Some religious activists have banded together in support of the Evans family,
calling themselves “Alfie’s Army,” and regularly protest outside the hospital where Alfie
is being treated.
In response to the outcry from the Catholic community,
the Italian government offered young Alfie citizenship,
arranging for him to travel to the Bambino Gesu hospital in Italy.
Even Pope Francis, who met with Tom Evans in Rome earlier this month,
has weighed in on the case.
Quartz
The Pope, who took a personal interest in the case, tweeted:
“I am deeply moved by the death of little Alfie.”

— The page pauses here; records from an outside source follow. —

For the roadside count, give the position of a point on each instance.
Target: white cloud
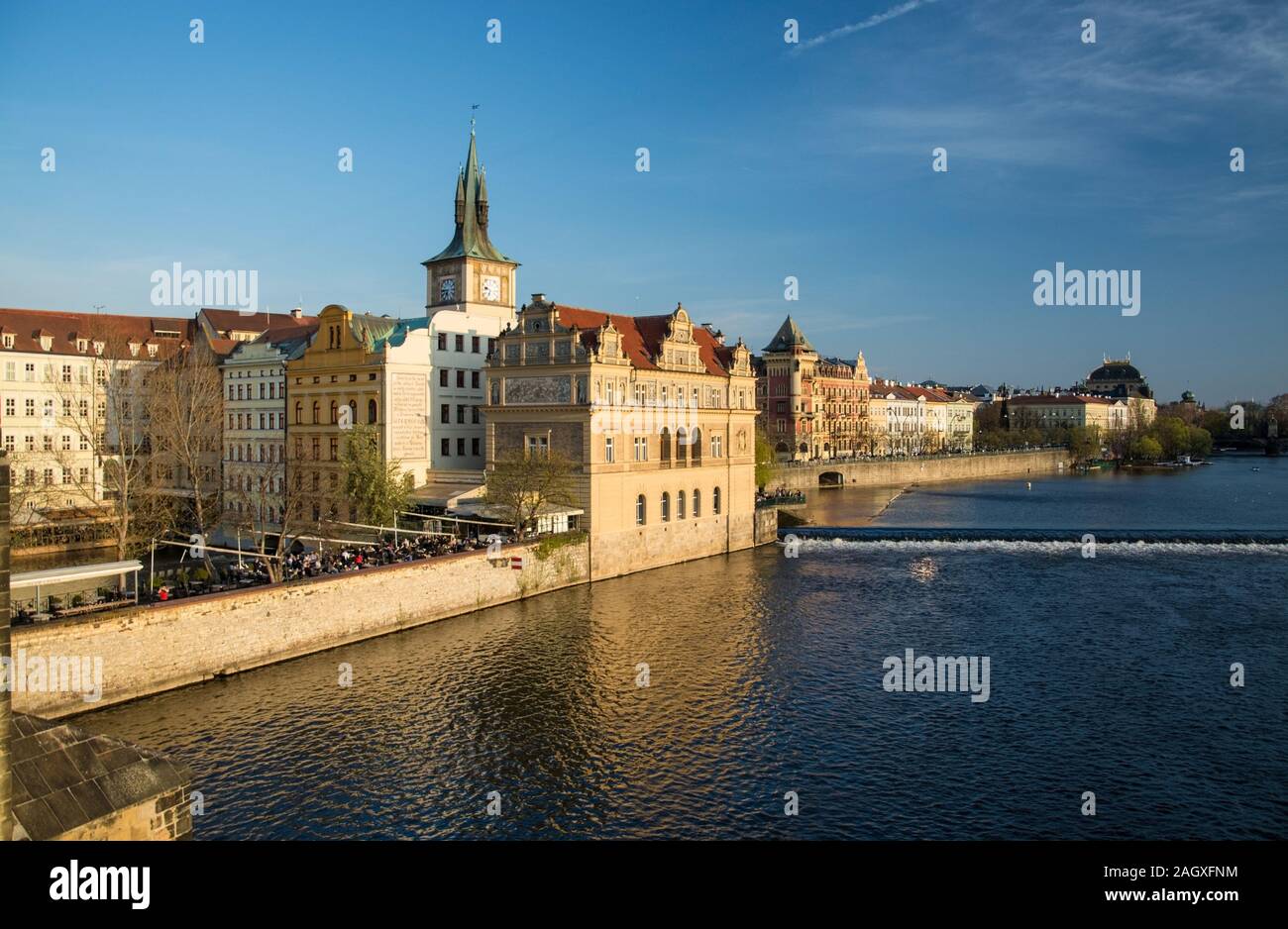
(841, 31)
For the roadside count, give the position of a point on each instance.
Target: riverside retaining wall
(159, 648)
(903, 471)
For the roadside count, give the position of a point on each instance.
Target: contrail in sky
(841, 31)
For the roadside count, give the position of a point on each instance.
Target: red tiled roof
(235, 321)
(1060, 399)
(642, 336)
(928, 392)
(64, 328)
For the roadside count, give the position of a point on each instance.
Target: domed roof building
(1119, 377)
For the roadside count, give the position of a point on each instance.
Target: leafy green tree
(1172, 434)
(767, 465)
(1083, 443)
(1146, 448)
(522, 486)
(1201, 442)
(376, 489)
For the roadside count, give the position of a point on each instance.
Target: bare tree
(184, 403)
(102, 469)
(269, 503)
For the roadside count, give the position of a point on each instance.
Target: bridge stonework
(922, 469)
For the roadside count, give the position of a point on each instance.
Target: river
(1108, 674)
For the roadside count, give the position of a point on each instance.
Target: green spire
(472, 215)
(789, 336)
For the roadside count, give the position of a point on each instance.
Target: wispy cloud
(876, 20)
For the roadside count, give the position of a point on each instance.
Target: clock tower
(472, 274)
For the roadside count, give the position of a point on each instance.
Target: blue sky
(765, 161)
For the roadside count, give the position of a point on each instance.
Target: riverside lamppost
(5, 666)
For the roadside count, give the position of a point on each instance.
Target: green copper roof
(789, 336)
(375, 332)
(471, 240)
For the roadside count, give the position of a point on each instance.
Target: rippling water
(1107, 674)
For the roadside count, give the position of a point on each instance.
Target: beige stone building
(67, 381)
(359, 369)
(254, 429)
(656, 412)
(1055, 411)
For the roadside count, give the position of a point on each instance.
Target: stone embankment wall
(901, 472)
(159, 648)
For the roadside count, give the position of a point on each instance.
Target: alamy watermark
(214, 288)
(53, 674)
(1087, 288)
(939, 674)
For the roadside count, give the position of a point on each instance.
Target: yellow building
(359, 369)
(657, 414)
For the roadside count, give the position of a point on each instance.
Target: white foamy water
(1047, 547)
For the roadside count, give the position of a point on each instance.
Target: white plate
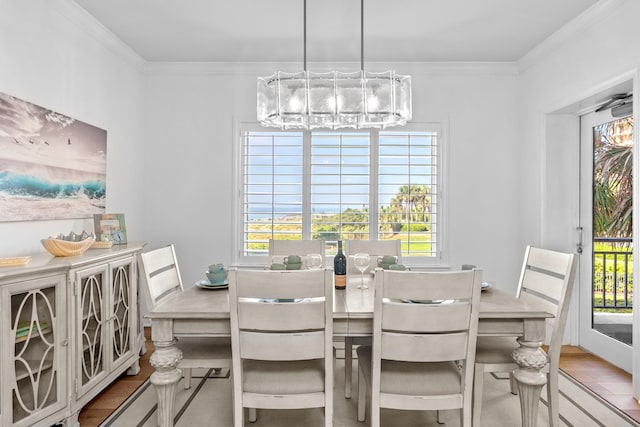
(435, 301)
(205, 284)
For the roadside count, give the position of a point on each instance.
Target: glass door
(606, 264)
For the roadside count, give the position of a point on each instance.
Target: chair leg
(553, 399)
(348, 363)
(478, 383)
(362, 395)
(253, 415)
(187, 378)
(513, 384)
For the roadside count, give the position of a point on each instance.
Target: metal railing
(613, 274)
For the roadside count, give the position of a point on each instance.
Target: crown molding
(590, 17)
(266, 68)
(96, 30)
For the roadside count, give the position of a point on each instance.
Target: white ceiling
(394, 30)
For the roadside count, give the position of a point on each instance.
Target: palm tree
(613, 179)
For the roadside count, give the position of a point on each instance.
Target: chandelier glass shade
(334, 99)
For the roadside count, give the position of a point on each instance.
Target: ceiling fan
(619, 103)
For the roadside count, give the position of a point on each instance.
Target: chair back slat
(547, 260)
(543, 283)
(546, 280)
(267, 316)
(282, 346)
(423, 318)
(420, 285)
(160, 275)
(424, 347)
(280, 284)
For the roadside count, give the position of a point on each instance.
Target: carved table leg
(531, 359)
(165, 378)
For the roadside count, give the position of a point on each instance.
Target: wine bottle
(340, 268)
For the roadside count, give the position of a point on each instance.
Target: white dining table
(203, 312)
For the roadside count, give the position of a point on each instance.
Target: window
(333, 185)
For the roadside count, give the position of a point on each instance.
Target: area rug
(208, 403)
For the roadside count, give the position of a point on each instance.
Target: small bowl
(217, 277)
(59, 247)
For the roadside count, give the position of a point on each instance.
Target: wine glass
(314, 261)
(361, 261)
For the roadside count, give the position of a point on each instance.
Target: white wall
(170, 137)
(189, 171)
(602, 46)
(49, 58)
(599, 50)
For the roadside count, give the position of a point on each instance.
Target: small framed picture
(110, 227)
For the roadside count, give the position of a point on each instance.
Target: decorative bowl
(59, 247)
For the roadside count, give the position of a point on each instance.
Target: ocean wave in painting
(26, 185)
(32, 192)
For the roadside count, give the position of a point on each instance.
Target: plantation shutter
(272, 188)
(408, 190)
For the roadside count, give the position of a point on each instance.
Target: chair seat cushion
(414, 378)
(495, 349)
(203, 351)
(283, 377)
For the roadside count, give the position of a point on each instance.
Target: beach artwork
(51, 166)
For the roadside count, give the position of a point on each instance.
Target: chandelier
(334, 99)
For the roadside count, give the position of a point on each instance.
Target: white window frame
(439, 261)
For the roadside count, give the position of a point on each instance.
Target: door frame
(561, 129)
(596, 342)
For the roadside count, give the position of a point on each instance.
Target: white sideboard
(70, 326)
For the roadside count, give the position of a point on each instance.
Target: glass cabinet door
(91, 287)
(34, 325)
(123, 302)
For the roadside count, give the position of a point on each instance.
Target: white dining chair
(425, 327)
(374, 248)
(546, 279)
(297, 247)
(160, 278)
(282, 341)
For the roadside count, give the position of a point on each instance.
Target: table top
(198, 303)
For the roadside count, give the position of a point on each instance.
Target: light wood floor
(611, 383)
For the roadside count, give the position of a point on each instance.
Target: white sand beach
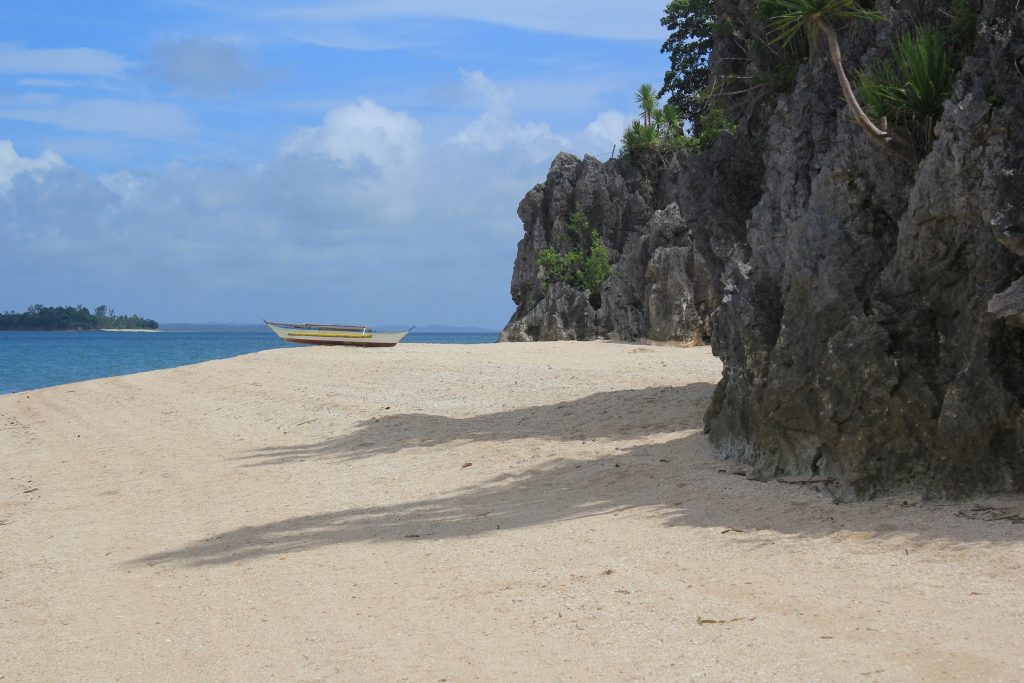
(526, 512)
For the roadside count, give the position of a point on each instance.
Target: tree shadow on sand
(675, 478)
(620, 415)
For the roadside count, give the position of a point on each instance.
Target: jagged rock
(563, 313)
(667, 262)
(867, 309)
(858, 340)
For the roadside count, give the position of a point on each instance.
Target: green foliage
(790, 18)
(713, 122)
(72, 317)
(911, 86)
(660, 129)
(583, 266)
(691, 25)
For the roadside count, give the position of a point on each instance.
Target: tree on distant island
(39, 317)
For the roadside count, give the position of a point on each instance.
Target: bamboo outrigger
(335, 335)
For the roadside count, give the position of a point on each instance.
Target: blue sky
(358, 162)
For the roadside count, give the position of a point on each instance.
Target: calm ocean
(35, 359)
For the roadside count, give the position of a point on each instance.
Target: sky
(354, 162)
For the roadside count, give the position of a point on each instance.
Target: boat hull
(333, 335)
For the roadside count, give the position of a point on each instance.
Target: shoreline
(495, 511)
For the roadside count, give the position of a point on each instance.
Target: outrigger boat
(335, 335)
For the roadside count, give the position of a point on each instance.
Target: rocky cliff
(868, 310)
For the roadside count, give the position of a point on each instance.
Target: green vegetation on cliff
(583, 263)
(40, 317)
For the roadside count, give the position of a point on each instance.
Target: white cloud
(71, 61)
(496, 129)
(44, 83)
(139, 119)
(607, 128)
(11, 164)
(364, 217)
(363, 131)
(203, 67)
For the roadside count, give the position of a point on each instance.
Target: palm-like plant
(910, 87)
(640, 136)
(670, 121)
(812, 16)
(647, 101)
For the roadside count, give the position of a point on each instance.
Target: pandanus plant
(647, 101)
(813, 16)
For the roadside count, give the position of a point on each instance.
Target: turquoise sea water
(35, 359)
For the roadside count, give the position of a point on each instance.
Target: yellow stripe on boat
(328, 334)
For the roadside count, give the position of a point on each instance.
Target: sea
(36, 359)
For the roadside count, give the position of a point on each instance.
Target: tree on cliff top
(791, 17)
(691, 24)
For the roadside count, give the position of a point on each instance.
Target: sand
(524, 512)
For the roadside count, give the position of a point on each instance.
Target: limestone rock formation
(868, 310)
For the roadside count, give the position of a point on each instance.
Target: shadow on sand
(621, 415)
(675, 478)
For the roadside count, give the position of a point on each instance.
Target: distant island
(51, 318)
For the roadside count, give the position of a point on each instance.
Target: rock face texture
(868, 310)
(670, 237)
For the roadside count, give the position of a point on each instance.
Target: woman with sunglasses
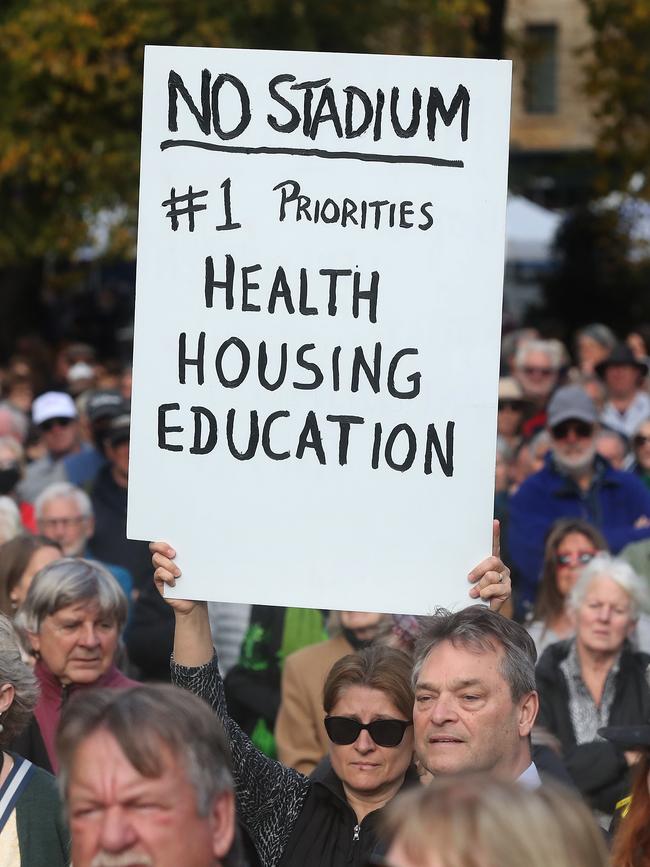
(597, 679)
(328, 820)
(570, 545)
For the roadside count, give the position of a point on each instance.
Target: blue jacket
(613, 503)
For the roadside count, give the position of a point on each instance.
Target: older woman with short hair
(72, 617)
(31, 828)
(596, 679)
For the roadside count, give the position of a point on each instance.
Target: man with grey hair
(475, 698)
(64, 513)
(536, 367)
(145, 774)
(575, 482)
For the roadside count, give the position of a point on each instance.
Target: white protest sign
(320, 265)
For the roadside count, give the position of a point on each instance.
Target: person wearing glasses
(596, 679)
(627, 403)
(570, 545)
(65, 514)
(330, 820)
(55, 415)
(536, 368)
(575, 482)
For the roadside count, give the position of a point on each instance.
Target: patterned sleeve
(269, 796)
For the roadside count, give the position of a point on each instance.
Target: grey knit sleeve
(269, 796)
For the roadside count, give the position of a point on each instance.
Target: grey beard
(575, 468)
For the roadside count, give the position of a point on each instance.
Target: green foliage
(618, 79)
(598, 278)
(71, 73)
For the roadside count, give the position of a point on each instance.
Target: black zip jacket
(293, 820)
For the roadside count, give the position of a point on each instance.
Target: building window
(540, 77)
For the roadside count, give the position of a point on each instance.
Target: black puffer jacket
(293, 820)
(599, 768)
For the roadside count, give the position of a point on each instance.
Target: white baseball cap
(53, 404)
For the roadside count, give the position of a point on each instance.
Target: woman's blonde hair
(477, 821)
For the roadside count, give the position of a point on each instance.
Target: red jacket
(54, 695)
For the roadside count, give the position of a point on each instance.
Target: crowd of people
(136, 729)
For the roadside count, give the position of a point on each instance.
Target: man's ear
(223, 824)
(7, 693)
(528, 710)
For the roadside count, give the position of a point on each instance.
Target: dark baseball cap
(104, 404)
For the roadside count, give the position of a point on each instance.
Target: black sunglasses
(51, 422)
(343, 730)
(581, 429)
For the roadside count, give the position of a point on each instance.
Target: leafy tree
(599, 278)
(71, 73)
(618, 79)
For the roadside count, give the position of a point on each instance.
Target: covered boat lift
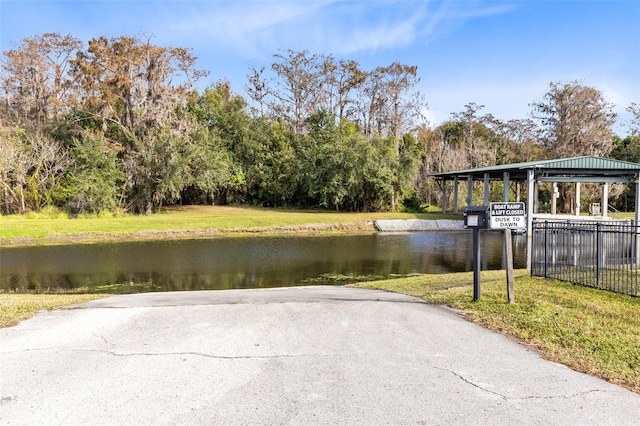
(574, 170)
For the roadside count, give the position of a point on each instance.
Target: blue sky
(501, 54)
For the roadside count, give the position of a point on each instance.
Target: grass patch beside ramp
(588, 330)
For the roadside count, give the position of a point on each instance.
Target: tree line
(118, 124)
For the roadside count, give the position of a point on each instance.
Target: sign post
(508, 216)
(475, 217)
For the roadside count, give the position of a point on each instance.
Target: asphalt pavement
(300, 356)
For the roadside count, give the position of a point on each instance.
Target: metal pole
(509, 255)
(476, 264)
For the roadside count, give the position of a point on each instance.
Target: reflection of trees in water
(259, 262)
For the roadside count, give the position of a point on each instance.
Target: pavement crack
(200, 354)
(511, 398)
(464, 379)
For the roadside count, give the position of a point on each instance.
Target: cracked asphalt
(304, 355)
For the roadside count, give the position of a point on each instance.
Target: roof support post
(455, 195)
(444, 196)
(637, 218)
(505, 184)
(530, 202)
(636, 245)
(486, 189)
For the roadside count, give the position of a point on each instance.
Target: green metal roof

He added: “Today I pray especially for his parents,
as God the Father receives him in his tender embrace.”
(BBC)
Alfie Evans is not the first baby whose medical condition sparked similar debates.
Last year, Charlie Gard, a terminally ill British baby,
died in July 2017 a day after the British High Court ruled that his life support
could be withdrawn. Charlie’s case had attracted the attention of world leaders from
Pope Francis to US president Donald Trump.
Quartz
Even our favorite former prelate to the Queen, Gavin Ashenden, has had a few choice
words of his own regarding the case of Alfie.
Not only was baby Alfie kept as a prisoner of the state, and the rights of the parents
set aside in favour of the state, but this was accompanied by personal vitriol directed
at the parents’ Christian advisors.
And further, this morning,
the Times placed its weight behind the learned gay judicial campaigner’s
personal disgust with Christian orthodoxy.
Bishop Ashenden is speaking of the magistrate, Anthony Hayden, who ruled in this case against the
wishes and rights of the parents of this child as well as against the child himself.
Going so far as to offer snarkiness toward those Christian groups rallying around the defense of parents and child.
Progressive secularism…
The wedge that will continue to divide and divide and divide.
How far will you allow it to divide your own decisions and your own life and
your own family and the life of your own child?
For by him all things were created, in heaven and on earth, visible and invisible,
whether thrones or dominions or rulers or authorities—all things were created through
him and for him.
And he is before all things,
and in him, all things hold together.